I am using GENSCAN to predict the gene from nucleotide sequence:
I am also using python side by side to merge exons which I find from GENSCAN
Python Code:
Promoter = dna1[66:106]
Initial_Exon = dna1[139:259]
Internal_Exon= dna1[520:722]
Terminal_Exon = dna1[806:861]
PlyA_Signal = dna1[960:966]
#print(Promoter)
#print(PlyA_Signal) #consensus: AATAAA
Gene = Initial_Exon+Internal_Exon+Terminal_Exon
print(len(Gene))
Can I say this combination of exons is a gene? Or Should I include promoter and PolyA_Signal in it?
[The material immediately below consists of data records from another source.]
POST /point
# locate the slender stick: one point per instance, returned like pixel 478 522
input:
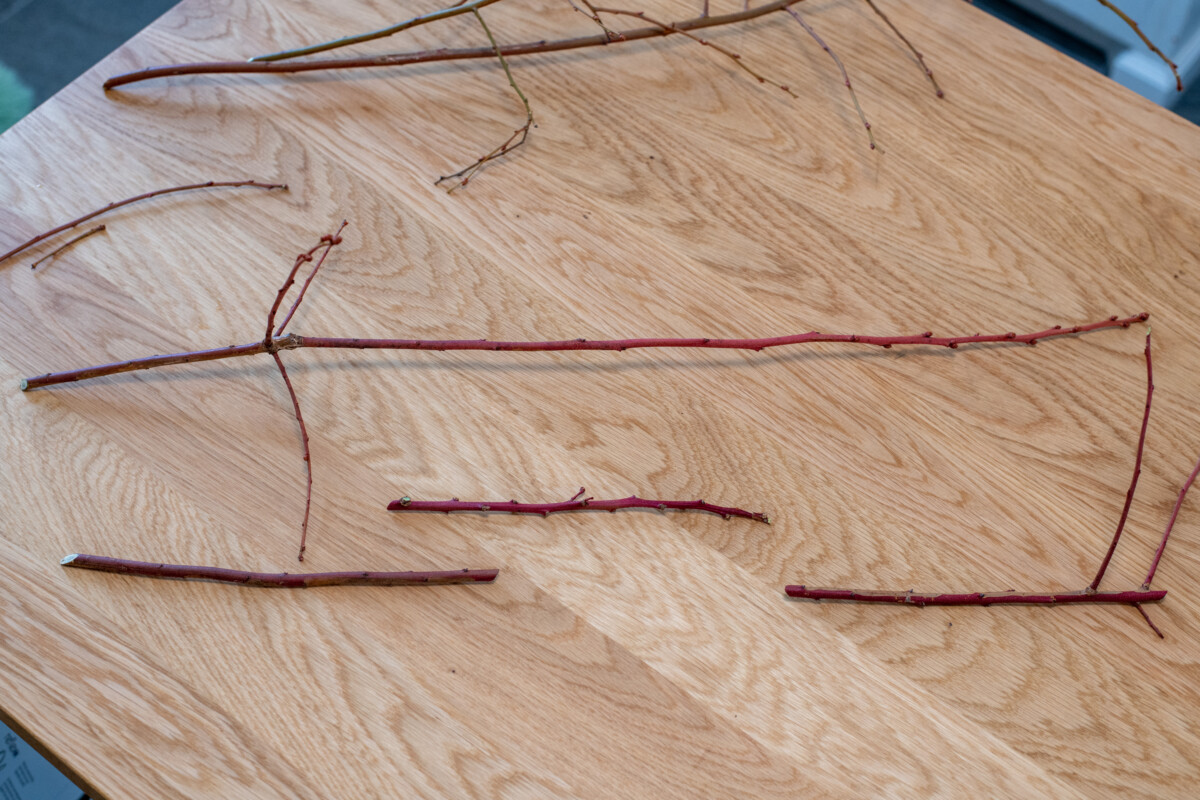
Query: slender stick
pixel 1128 20
pixel 845 74
pixel 336 239
pixel 1137 471
pixel 112 206
pixel 1089 595
pixel 730 54
pixel 519 136
pixel 307 455
pixel 577 503
pixel 391 30
pixel 917 54
pixel 977 597
pixel 70 242
pixel 276 579
pixel 293 341
pixel 442 54
pixel 1170 524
According to Bio star Handbook Definition "Gene is a region (or regions) of DNA that includes all of the sequence elements necessary to encode a functional transcript. A gene may include regulatory regions, transcribed regions, and other functional sequence regions." According to this definition, we must include promoter and polyA signals in the gene
5'-UTRs and 3'UTRs may (and often do) contain regulatory elements, and for them I already told you that they may be included depending on what you are trying to present. Those 2 regions are enough to fit the definition given by BioStars handbook without including promoters.
There may be people who are interested only in the coding sequence for the purposes of translating into proteins, and for them including anything other than CDS part would be noisy. I don't think anyone would accuse you of being inaccurate if including only a coding sequence and calling it a
gene
. By the same token, including these other elements - not the promoter - can be useful as well, as long as they are clearly delineated.Naturally, you are welcome to present this however you want.
Why should I don't include promoter region although its a part of gene as shown by GEN SCAN? Promoter initiates the transcription and turns gene on or off so I think it must be the part of the gene
Not sure why you are taking a combative tone. I already told you my opinion, and that you are welcome to include whatever you want.
Basically this gene confuse me every time. In earlier classes we learnt that gene is something which codes for protein. But now professors and professionals say different definitions. I think, there must be only one standard definition of gene on which we all should agree.